Self-sequenced Dapp = (partial) Block Builder

MEV stems from the transaction ordering power, which ultimately belongs to block proposers. Under PBS, block builders bid for this power, transmitting MEV still to the proposers, but also retaining part for themselves.

Self-sequencing further moves MEV extraction towards the frontend. Instead of users submitting individual transactions that interact with the dapp smart contract on-chain, now the dapp will submit a whole bundle of user transactions on-chain. With account abstraction, this bundle becomes atomic, meaning nobody, including the proposer, can unbundle it and steal MEV.
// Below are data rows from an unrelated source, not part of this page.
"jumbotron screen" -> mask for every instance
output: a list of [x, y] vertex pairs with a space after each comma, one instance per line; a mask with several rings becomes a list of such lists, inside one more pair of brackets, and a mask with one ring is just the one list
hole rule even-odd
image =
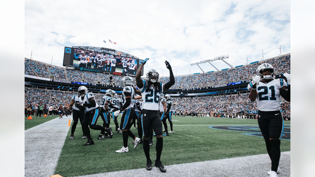
[[137, 57], [113, 49], [65, 48], [63, 65], [67, 69], [135, 76], [139, 63]]

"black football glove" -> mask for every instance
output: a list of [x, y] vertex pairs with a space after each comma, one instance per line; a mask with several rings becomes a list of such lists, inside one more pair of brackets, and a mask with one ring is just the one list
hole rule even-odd
[[169, 70], [170, 70], [172, 69], [172, 67], [171, 67], [171, 65], [169, 64], [169, 63], [168, 61], [165, 60], [164, 63], [165, 63], [165, 64], [166, 65], [166, 68], [167, 69]]

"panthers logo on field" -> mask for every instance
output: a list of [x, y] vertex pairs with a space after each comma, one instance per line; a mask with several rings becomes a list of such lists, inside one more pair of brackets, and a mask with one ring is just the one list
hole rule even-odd
[[[258, 125], [247, 126], [235, 125], [231, 126], [211, 126], [209, 128], [230, 131], [238, 131], [249, 133], [243, 133], [244, 134], [263, 137]], [[284, 125], [282, 140], [291, 140], [290, 126]]]

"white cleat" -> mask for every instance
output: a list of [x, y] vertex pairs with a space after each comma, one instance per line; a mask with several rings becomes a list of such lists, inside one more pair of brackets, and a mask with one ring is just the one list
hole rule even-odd
[[[271, 172], [271, 171], [268, 171], [268, 172], [267, 172], [267, 174], [268, 174], [270, 175], [270, 172]], [[277, 169], [277, 174], [278, 174], [280, 173], [280, 171], [281, 171], [281, 170], [280, 170], [280, 167], [279, 167], [279, 166], [278, 166], [278, 169]]]
[[137, 146], [138, 146], [138, 145], [139, 144], [139, 142], [140, 142], [140, 140], [141, 140], [140, 138], [137, 138], [136, 137], [136, 139], [135, 140], [135, 146], [134, 147], [134, 149], [135, 149]]
[[267, 173], [270, 175], [270, 177], [278, 177], [277, 175], [277, 173], [274, 171], [268, 171]]
[[116, 151], [116, 152], [117, 153], [123, 153], [123, 152], [128, 152], [129, 151], [128, 147], [125, 148], [123, 146], [121, 149]]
This makes self-sequenced dapps very much like partial block builders. In today’s PBS, block builders build the whole block without proposers knowing the content. The latter only signs the block header. While for dapps, obviously they can only have authority over their own transactions — which is part of a block — and it’s possible for them to extract MEV by sequencing (building) those transactions.

What this creates is a power shift in the MEV supply chain. Conceptually, the first and last look in a value transmission process can capture the most value. Proposers have long taken advantage of their last look power to extract MEV, while the first lookers, namely dapps and wallets, only recently started to do so. With self-sequencing, the first lookers now have a perfect tool to eat proposers’ lunch. Not only proposers, traditional searchers and builders will also have less room for profit when they are faced with not transactions, but big bundles by dapps.